‘If you persist in your present course,’ says he, ‘I shall commit suicide. There will be nothing else left for me to do.’

‘In the meantime,’ says Susan, with astonishing spirit, ‘you had better come into the garden. They are expecting you.’

Not so very much, after all. Betty, Carew, and Dom Fitzgerald are engaged in a lively discussion on Miss Barry’s wild attack on the unoffending Sarah in church this morning, and, in the delights of it, have almost forgotten Mr. Crosby. The children are playing about on the tennis-ground below, and Crosby’s eyes fall on Bonnie, as with great difficulty, and with the help of a stick, he tries to follow little Tom. Jacky, in the distance, is stretched on his stomach reading.

‘Those are your brothers?’ asks Crosby, looking more deliberately at Bonnie, whose charming little face, though pale and emaciated, attracts him.

‘Yes, I have four brothers and one sister.’

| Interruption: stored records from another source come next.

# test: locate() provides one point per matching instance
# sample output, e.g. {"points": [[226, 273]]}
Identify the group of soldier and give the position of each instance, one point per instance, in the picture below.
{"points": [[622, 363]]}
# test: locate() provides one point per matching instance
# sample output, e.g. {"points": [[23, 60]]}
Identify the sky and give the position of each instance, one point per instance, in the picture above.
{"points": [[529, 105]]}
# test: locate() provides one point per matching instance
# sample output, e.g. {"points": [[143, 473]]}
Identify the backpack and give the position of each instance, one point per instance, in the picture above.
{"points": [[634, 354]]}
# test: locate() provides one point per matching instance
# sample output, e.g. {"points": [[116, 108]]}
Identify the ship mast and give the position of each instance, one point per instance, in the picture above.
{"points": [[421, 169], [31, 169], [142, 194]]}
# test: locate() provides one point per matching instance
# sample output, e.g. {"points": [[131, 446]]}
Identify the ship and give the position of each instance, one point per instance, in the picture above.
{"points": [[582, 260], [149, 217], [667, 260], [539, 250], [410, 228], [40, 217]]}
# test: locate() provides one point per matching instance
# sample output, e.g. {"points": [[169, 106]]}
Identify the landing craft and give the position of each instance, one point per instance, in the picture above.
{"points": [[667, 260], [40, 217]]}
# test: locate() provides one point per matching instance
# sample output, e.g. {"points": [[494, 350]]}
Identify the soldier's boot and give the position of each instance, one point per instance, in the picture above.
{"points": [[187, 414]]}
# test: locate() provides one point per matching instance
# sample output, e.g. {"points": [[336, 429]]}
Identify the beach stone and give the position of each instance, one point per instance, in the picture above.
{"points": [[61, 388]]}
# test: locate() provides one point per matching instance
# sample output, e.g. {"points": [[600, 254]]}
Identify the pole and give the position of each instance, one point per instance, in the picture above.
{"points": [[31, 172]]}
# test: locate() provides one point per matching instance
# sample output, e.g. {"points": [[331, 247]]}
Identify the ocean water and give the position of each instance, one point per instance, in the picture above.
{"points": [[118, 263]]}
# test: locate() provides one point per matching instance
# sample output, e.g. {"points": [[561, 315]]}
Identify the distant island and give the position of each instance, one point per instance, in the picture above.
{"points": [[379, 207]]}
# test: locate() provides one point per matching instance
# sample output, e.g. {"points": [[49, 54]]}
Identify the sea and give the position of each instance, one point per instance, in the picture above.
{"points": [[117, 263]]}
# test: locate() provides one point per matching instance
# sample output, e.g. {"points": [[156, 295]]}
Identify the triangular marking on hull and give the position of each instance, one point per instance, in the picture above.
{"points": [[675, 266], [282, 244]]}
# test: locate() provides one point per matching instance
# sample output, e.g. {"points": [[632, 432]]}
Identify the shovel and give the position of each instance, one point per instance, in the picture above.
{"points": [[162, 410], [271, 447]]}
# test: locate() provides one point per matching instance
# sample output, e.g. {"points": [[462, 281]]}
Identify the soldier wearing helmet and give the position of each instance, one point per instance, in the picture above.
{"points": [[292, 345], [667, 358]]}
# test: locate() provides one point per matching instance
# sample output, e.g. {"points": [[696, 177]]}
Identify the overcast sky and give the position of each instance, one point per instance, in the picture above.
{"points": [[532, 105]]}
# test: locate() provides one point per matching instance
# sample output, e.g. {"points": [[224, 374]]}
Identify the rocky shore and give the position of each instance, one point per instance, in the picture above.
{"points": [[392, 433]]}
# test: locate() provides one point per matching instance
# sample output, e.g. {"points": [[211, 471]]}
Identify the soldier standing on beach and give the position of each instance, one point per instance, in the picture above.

‘Five brothers, I thought.’

‘Oh no; Dominick Fitzgerald is our cousin. He lives with us nearly altogether, and father is coaching him for the Indian Civil.’

‘Oh, I see. That little brother’—gently indicating Bonnie—‘does not look very strong.’

‘No, he had rheumatic fever, and he has not been’—correcting herself hastily, as though it is impossible to her to say the more terrible word—‘very strong since.’

‘What a beautiful face!’ says Crosby involuntarily. And, indeed, the loveliest flower of all this handsome Barry family is the little suffering cripple child.